Cytochalasin B crystals were dissolved in THF and subjected to flash chromatography using a 150-g silica, 150-ml 1:1 EtOAc:hexane slurry and 350 ml 1:1 EtOAc:hexane as the eluent. Thirty 10-ml fractions were collected and stored at 4°C overnight before being vacuum filtered to collect precipitates. Cytochalasins A and B were then separated using Whatman preparative thin layer chromatography plates (Fisher Scientific International Inc., Hampton, NH). Two distinct bands were then observed, indicating that cytochalasin A (top band) had separated from cytochalasin B (bottom band). These bands were then eluted from the silica using 2 to 3 ml MeOH at a time. The purity of cytochalasins A and B was analyzed using 1H NMR spectroscopy (spectra not shown). The steps necessary for successful extraction and purification of cytochalasins A and B from mattes of D. dematioidea are succinctly highlighted in Figure 1.

Figure 1

Preparation of cytochalasin B from D. dematioidea.

Cytochalasin B and Doxorubicin Formulation and Administration

Cytochalasin B was prepared in suspension form in 2% carboxymethyl cellulose 1% Tween 20 (CMC/Tw) and in solution in dimethyl sulfoxide (DMSO) and 33% ethanol:0.9% NaCl solution as previously described [17-19]. In addition, cytochalasin B was liposome encapsulated in unilamellar vesicles of egg phosphatidylcholine:dimyristoylphosphatidylglycerol using methods previously described [19]. Doxorubicin was prepared in solution using the 33% ethanol:0.9% NaCl solution.

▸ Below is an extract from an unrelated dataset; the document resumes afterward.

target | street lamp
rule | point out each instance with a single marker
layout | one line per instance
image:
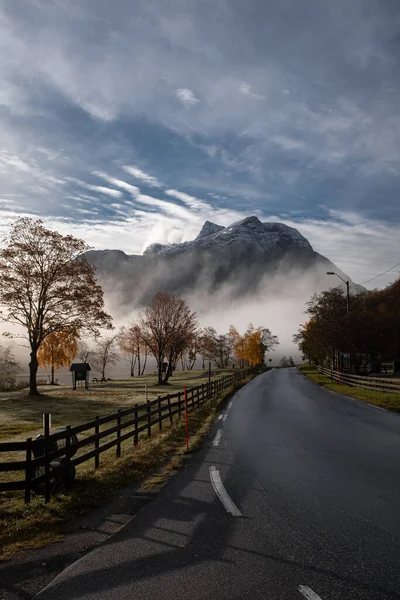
(347, 286)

Suspension formulations of cytochalasin B required that the agent was emulsified in the CMC/Tw vehicle. This was accomplished by dissolving 1 ml Tween 20 into 90 ml pyrogen-free water before adding 2 g carboxymethyl cellulose sodium salt. The mixture was stirred with a magnetic stirrer for ~ 1 hour before being added to 9 ml distilled water to make a 2% carboxymethyl cellulose/1% Tween 20 vehicle. Cytochalasin B was then added to a sterile plastic syringe before CMC/Tw was added to a second syringe. The hubs of a 22-gauge emulsifying needle were attached to each syringe. The vehicle was gently pushed into the cytochalasin B–containing syringe and then slowly shaken. After the suspension passed through the 22-gauge needle, the suspension was passed through a 25-gauge needle with an air bubble of ~ 0.5 ml kept in the storage syringe to resuspend cytochalasin B before the next transfer to the injection syringe. The emulsified cytochalasin B was then kept in the original syringe, lying on its side in a refrigerator at 4°C for 12 hours. Afterward, cytochalasin B–CMC/Tw was lightly shaken to resuspend the agent and then reemulsified through a 25-gauge needle before being capped before use.

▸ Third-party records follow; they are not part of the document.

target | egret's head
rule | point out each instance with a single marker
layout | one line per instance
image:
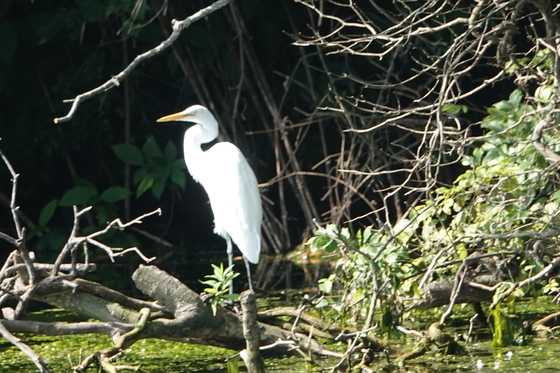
(195, 113)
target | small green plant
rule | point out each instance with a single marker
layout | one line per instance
(219, 284)
(157, 169)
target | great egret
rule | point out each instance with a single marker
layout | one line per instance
(229, 182)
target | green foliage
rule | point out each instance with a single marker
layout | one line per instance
(157, 169)
(370, 260)
(507, 328)
(219, 284)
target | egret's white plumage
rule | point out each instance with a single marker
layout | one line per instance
(229, 181)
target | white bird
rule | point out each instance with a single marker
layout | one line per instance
(229, 181)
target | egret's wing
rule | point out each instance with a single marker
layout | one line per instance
(234, 195)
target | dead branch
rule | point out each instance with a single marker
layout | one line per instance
(178, 27)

Preparation of Cytochalasin B with 3H-Labeled Phenylmethyl Group

3H-labeled cytochalasin B was prepared to determine the distribution of the agent in Balb/c mice, as assessed by high-performance liquid chromatography (HPLC). Before the inoculation of Tanenbaum medium with D. dematioidea, the medium was supplemented with 2 mCi [3H] phenylalanine (side chain 3H, 15 Ci/mol, in sterile ethanol:water, from ICN) in 500 ml of medium, along with one crushed wheat biscuit. The purified product was again subjected to preparative thin layer chromatography in reduced light and was eluted with methanol before use to prevent the formation of cytochalasin A over time.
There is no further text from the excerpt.